A meeting between the U.S. and Georgian Presidents at the White House on January 30 will "elevate our relations between the two countries to a new level," Georgia's ambassador to the United States, Temur Yakobashvili, said on Sunday.
"This is very important for our country, especially against the background of political reality in which we are now, I mean developments taking place around us," he told the Georgian Public Broadcaster's weekly program, Accents, on January 29.
He said "there are lots of issues" on the agenda, which would be raised during the meeting between the two Presidents mainly involving four areas - political, economic, security and democracy.
"We have our concrete proposals, as well as achievements in respect of all these four areas," said Yakobashvili, who is the ambassador in Washington since February, 2011.
Like secretary of National Security Council, Giga Bokeria, the Georgian ambassador too said when asked about President Obama's reservation over a section of the U.S. National Defense Authorization Act, which calls for sale of defensive arms to Tbilisi, that this reservation was "a pure legal issue" about constitutional authorities of legislative and executive branches and it should not be interpreted as if the Obama administration was against deepening defense cooperation with Georgia.
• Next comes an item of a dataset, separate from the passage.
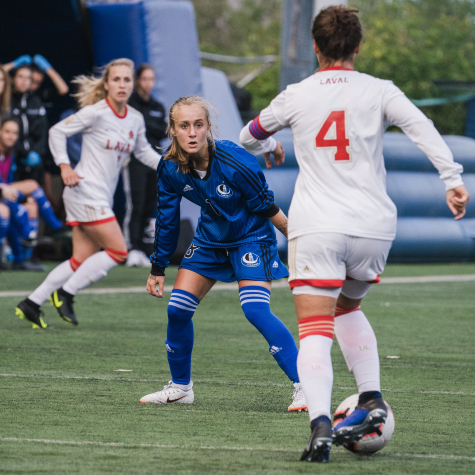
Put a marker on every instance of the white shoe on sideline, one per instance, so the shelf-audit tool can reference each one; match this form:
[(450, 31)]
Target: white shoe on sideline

"We have been assured by representatives of the U.S. administration, that those remarks [made by President Obama in his signing statement over some sections of defense authorization act] were not about Georgia whatsoever," Yakobashvili said.
"I want to assure you that the U.S-Georgia relations, including in security issues, will be elevated to the new level," he said.
"Security issues involve not only sale of arms - that's one of the components and I think that we will have a progress in this direction too; but there are other components as well, which are more important than issue of sale or purchase of arms, and these issues are about guarantees of our security, including such political issues like integration into NATO, bilateral military relations, which of course is not limited only with sale of arms, there is a whole set of other issues," the Georgian ambassador said.
He said that the U.S. "is a staunch supporter of Georgia", including to its NATO aspiration, adding that this support now was "exactly the same" as it was during the Bush administration.
On democracy, Yakobashvili said: "What we hear from our American partners is that they are very seriously satisfied with the transformation that is taking place in Georgia."
"In this process it is important for us that every next election... to be of higher standard than the previous one - that's part of our national interest, which coincides with the national interests of the United States."
He said that "another aspect of democratization" was the fact that Georgia "is really considered to be the best example of democratic transformation over the last decade."
"What Georgia has managed to accomplish over last eight years is exemplary; if someone thinks that democracy is only about one election, that's wrong; democracy is a process and in this process Georgia has many issues it can be very proud of," Yakobashvili said.
Apart of the meeting with the U.S. President, during his visit Mikheil Saakashvili is also scheduled to meet dozens of leading Democratic and Republican members of Congress, as well as media and other opinion leaders in Washington, according to the Georgian government's English-language weekly online newsletter.
On Tuesday, Saakashvili is expected to speak at the launch of World Bank study entitled Fighting Corruption in Public Services - Chronicling Georgia’s Reforms. On Wednesday, he will talk about Post-Revolutionary Societies and What Comes After the Arab Spring at the U.S. Institute of Peace.